Les signes d’une tentative d’encerclement de la Russie étaient évidents lundi, avec de nouvelles attaques au nord de Bakhmut vers la ville de Soledar ; au sud de la ville à Opytne, où les forces russes ont réussi à gagner du terrain le week-end dernier ; et derrière les lignes de front dans le village d’Ivanivske qui se trouve le long de l’une des deux artères clés menant à la ville.

Le FT a été témoin du barrage d’artillerie à Ivanivske, qui a frappé plusieurs chalets et un bâtiment de ferme, provoquant des incendies.

Mais Kostyantyn et Vasylenko ont tous deux déclaré qu’ils étaient convaincus que Bakhmut resterait sous le contrôle de Kyiv pendant l’hiver.

C’est peu de consolation pour les habitants recroquevillés dans les restes de leurs maisons. Leurs nerfs s’effilochaient, certains portaient la peur sur leurs visages, reculant à chaque explosion. D’autres, endurcis par des mois de combats, ont à peine bronché alors qu’ils erraient dans les rues en état de choc.
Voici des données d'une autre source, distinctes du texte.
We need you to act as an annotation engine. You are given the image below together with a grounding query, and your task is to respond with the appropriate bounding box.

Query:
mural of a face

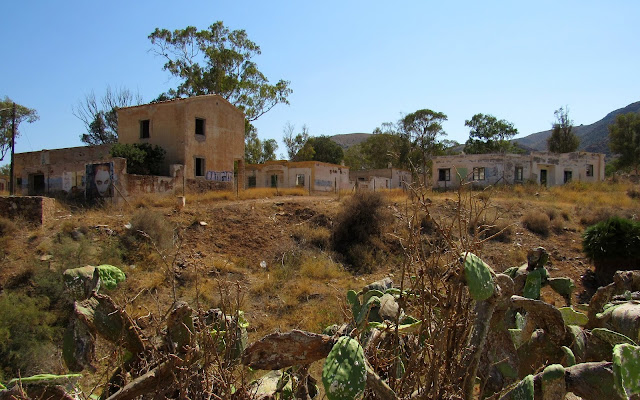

Vitaliy, un homme dans la cinquantaine, a déclaré qu’il n’avait plus peur de mourir. Alors qu’une série d’explosions secouait la ville, il restait assis sur un banc sur une place, passant au crible un sac de nourriture distribué dans un centre d’aide.

Il ne voulait pas rentrer chez lui, a-t-il dit, car il avait été touché trois fois par des obus d’artillerie et il manquait certains de ses murs. Il a blâmé les forces ukrainiennes pour les dégâts, affirmant qu’elles s’étaient installées dans son quartier et en avaient ainsi fait une cible en amenant la guerre à sa porte.

Kostyantyn, qui avait combattu à Bucha près de Kyiv en mars où les libérateurs ukrainiens avaient été accueillis en héros, a déclaré qu’une telle attitude était courante.

« S’ils veulent aller en Russie, je les emmènerai en première ligne et je leur montrerai le chemin », a-t-il dit en désignant le champ de bataille.